For N-terminal sequencing, immunoprecipitation of crude mitochondrial soluble proteins prepared from pea leaves exposed to heat stress were separated by SDS-PAGE. After electroblotting onto PVDF membrane (Pall Europe Limited, Portsmouth, UK) proteins were detected via Coomassie staining according to the manufacturer's instructions. For internal sequencing, proteins prepared as above were separated by SDS-PAGE and briefly Coomassie stained and destained. Sequence analysis (N-terminal sequencing, in-gel digestion, peptide extraction, mass mapping, and tandem mass spectrometry) were performed by the Protein Analysis Center, Karolinska Institutet (Stockholm). The excised protein was applied to a Procise cLC sequencer (PE-Applied Biosystems, Foster City, CA) for N-terminal Edman degradation.

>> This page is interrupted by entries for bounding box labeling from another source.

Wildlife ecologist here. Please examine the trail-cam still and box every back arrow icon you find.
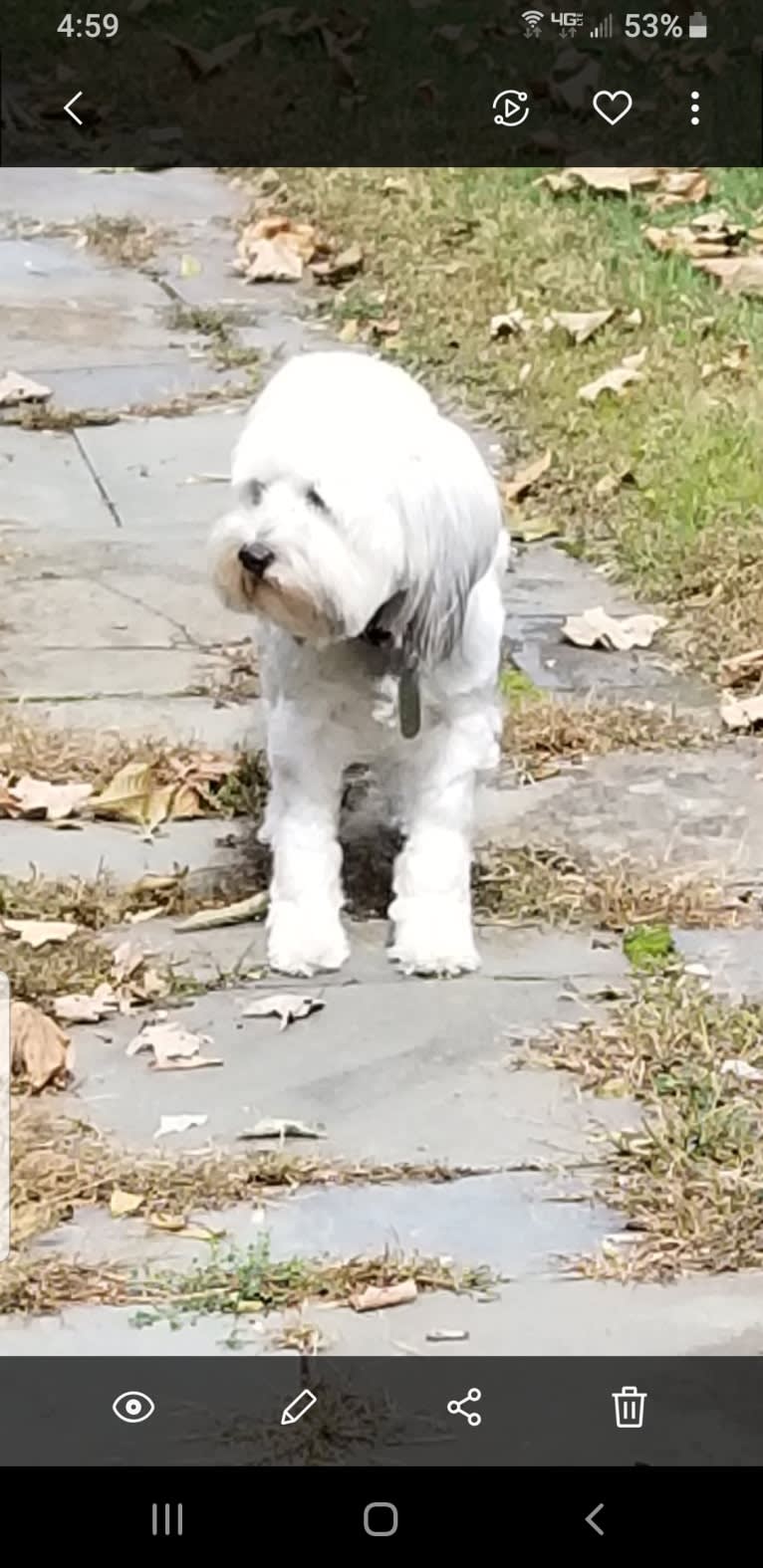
[65,91,82,125]
[586,1502,605,1535]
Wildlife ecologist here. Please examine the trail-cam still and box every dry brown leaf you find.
[126,1023,223,1072]
[578,348,646,403]
[311,245,363,284]
[176,892,270,932]
[163,33,257,82]
[109,1187,146,1220]
[695,254,763,295]
[539,168,661,196]
[0,773,93,821]
[371,316,400,340]
[153,1112,209,1138]
[91,762,160,823]
[243,238,305,284]
[548,309,616,345]
[0,919,79,947]
[717,647,763,687]
[234,213,315,284]
[54,980,120,1023]
[239,1116,325,1143]
[91,762,204,832]
[501,452,551,502]
[0,370,52,408]
[242,991,325,1030]
[490,308,532,341]
[113,939,146,985]
[510,513,562,545]
[11,1002,73,1093]
[643,212,746,260]
[350,1279,419,1312]
[720,692,763,729]
[562,605,667,652]
[646,169,709,208]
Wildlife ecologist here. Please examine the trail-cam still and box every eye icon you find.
[112,1389,157,1427]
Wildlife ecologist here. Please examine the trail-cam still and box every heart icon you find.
[594,91,633,125]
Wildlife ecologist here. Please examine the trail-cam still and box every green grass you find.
[273,168,763,666]
[624,925,675,969]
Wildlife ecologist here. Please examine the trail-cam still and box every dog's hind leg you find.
[260,722,349,976]
[389,720,483,976]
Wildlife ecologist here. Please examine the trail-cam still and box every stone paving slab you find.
[0,817,231,883]
[0,168,240,234]
[110,917,625,999]
[0,1273,763,1360]
[0,425,117,536]
[479,740,763,881]
[0,737,763,887]
[3,576,186,649]
[35,1175,617,1278]
[25,696,265,751]
[61,924,637,1167]
[80,408,245,530]
[504,545,717,712]
[673,930,763,1002]
[0,640,226,699]
[36,349,243,409]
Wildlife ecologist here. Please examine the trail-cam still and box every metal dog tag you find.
[397,663,420,740]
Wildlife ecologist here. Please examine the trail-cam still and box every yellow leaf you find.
[502,452,551,502]
[0,919,79,947]
[109,1187,146,1220]
[11,1002,71,1091]
[91,762,161,823]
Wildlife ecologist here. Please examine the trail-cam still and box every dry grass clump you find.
[501,690,717,781]
[472,845,740,932]
[545,974,763,1279]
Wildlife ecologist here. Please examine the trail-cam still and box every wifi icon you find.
[521,11,543,38]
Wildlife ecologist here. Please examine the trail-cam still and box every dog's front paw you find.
[267,903,350,977]
[389,898,480,976]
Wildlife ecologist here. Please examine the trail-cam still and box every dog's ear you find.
[395,420,502,666]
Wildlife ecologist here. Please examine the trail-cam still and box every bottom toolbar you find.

Internal sequencing was carried out as follows: The Coomassie-stained protein band was cut from the gel, and the piece was placed in an Eppendorf tube for in-gel digestion. To be brief, washing was carried out in 0.2 M ammonium bicarbonate containing 50% (v/v) acetonitrile. The protein was reduced (dithiothreitol) and alkylated (iodoacetamide) followed by in-gel digestion with 0.5 to 3 µg of trypsin (Promega, Madison, WI; modified) in 0.2 M ammonium bicarbonate overnight at 37°C. The tryptic peptides were extracted using acetonitrile in 0.1% (w/v) trifluoroacetic acid, first at 60% then at 40%. Aliquots of the peptide extract were desalted (ZipTip C18, Millipore, Bedford, MA) and analyzed by MALDI mass spectrometry (Voyager DE-PRO, Applied Biosystems). For protein identification, the resulting mass map was analyzed with computer algorithms (MS Fit, Pep Sea, and Pro Found) in screens of internet-accessible sequence databases. For tandem mass spectrometry analysis (Q-TOF, Micromass, Manchester, UK), aliquots were applied using a nano-electrospray ion source and argon as the collision gas. Amino acid sequence interpretation from peptide fragment data was aided by software supplied by Micromass.

Gel Filtration

Purified mitochondria were osmotically ruptured in ice-cold 5 mM EDTA, in the presence of 200 µM ATP. The resulting suspension was spun at 16,200g in a microcentrifuge for 15 min at 4°C, separating the membrane from the soluble fraction. Soluble mitochondrial proteins were separated in Sephacryl S-200 HR column (Pharmacia) using PBS buffer (pH 7.3). The column was operated using the FPLC system (Pharmacia) at a flow of 0.3 mL min¹. The collected (1 mL) fractions were blotted onto nitrocellulose membranes (Hybond-ECL, Amersham), using a BIO-DOT SF slot-blot apparatus (Bio-Rad Laboratories) according to the manufacturer's instructions and probed with the anti-mtNDPK as in the western-blotting analysis. Phosphorylase B (97.16 kD), BSA (66 kD), carbonic anhydrase (30 kD), and cytochrome c (12.4 kD) were used as molecular mass standards.